When I compile it, I have this issue :

Error in sampler$call_sampler(c(args, dotlist)) : 
  stan::variational::advi::adapt_eta: Cannot compute ELBO using the initial variational distribution. Your model may be either severely ill-conditioned or misspecified.

Could you help me ?

Thank you for your time,


#2

It’s not a compilation error.

It’s an initialisation problem. You may solve this by chaning the init. It’s also possible that the model is ill conditioned in which case stronger priors may help (or not)


#3

The information in the init is the simulation data… How could this be the problem?
If that is not the problem, which priors can I use?


#4

I did not check what the values are, but if you think they are good then you are in trouble. init values set the mean of variational approximation, but there is currently now way to set the scale of initial variational distribution. The ELBO mentioned in the error message is computed by sampling from the variational distribution and if target fails to compute for any of those draws you could get this error. You can try to evaluate target (log density) just with init values without trying to evaluate ELBO e.g. running HMC or optimization for 1 iteration.


#5

You can set the init values for VB? I didn’t know that was implemented.

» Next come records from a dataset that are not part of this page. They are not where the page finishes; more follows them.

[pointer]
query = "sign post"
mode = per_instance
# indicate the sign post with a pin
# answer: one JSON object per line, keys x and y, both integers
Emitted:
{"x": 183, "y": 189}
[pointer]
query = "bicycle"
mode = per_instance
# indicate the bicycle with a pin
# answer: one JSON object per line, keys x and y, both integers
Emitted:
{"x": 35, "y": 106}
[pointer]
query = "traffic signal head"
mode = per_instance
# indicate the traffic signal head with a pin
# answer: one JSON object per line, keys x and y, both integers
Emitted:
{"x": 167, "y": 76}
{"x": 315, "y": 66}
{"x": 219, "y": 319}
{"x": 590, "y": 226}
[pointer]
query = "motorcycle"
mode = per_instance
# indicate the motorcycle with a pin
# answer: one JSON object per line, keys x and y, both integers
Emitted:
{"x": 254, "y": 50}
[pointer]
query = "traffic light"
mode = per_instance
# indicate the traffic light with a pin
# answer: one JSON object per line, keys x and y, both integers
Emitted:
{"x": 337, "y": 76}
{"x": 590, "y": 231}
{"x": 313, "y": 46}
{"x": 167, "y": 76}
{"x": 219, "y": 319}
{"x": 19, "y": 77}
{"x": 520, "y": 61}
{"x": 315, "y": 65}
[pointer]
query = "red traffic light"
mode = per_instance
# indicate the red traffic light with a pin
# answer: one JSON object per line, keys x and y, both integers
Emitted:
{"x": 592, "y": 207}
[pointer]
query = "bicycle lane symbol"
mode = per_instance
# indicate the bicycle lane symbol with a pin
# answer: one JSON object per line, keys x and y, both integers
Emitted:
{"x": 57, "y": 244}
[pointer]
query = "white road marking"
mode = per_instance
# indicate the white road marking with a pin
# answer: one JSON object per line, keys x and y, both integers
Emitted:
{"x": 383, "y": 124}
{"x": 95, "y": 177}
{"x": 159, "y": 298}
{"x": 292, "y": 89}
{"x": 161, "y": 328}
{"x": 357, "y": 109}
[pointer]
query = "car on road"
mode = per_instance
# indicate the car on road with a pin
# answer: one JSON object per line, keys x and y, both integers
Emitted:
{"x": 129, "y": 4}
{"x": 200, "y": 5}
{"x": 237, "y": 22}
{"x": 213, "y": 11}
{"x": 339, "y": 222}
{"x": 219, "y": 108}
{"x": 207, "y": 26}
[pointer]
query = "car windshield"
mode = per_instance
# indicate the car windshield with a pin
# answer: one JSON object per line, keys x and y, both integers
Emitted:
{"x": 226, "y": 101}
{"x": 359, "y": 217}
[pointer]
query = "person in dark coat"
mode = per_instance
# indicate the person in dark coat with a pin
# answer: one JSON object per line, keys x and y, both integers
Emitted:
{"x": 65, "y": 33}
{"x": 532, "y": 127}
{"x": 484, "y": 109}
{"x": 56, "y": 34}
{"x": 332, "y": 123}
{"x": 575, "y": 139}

Re @Rincourt, my experience with latent variable models with Stan/VB is that init values speed convergence but don’t otherwise improve estimation/identification. It’d be best to run this without inits and then add inits later once you know how the model works in your application.

Also, as a general rule, when VB fails you should run it with the full sampler. The full sampler is much more robust and will usually show clearly where the model is miss-specified through divergent transitions/lack of chain convergence.


#6

Thank you for your reply.

@avehtari , how can I evaluate the target without computing the ELBO? Do I find it in the stan object?

I try to test with the HMC (with and without the init) but the R session crash.

@saudiwin , yes we can initialize with the VB algorithm.
What did you mean, when you say “you should run it with the full sampler”? Did you talk to the MCMC?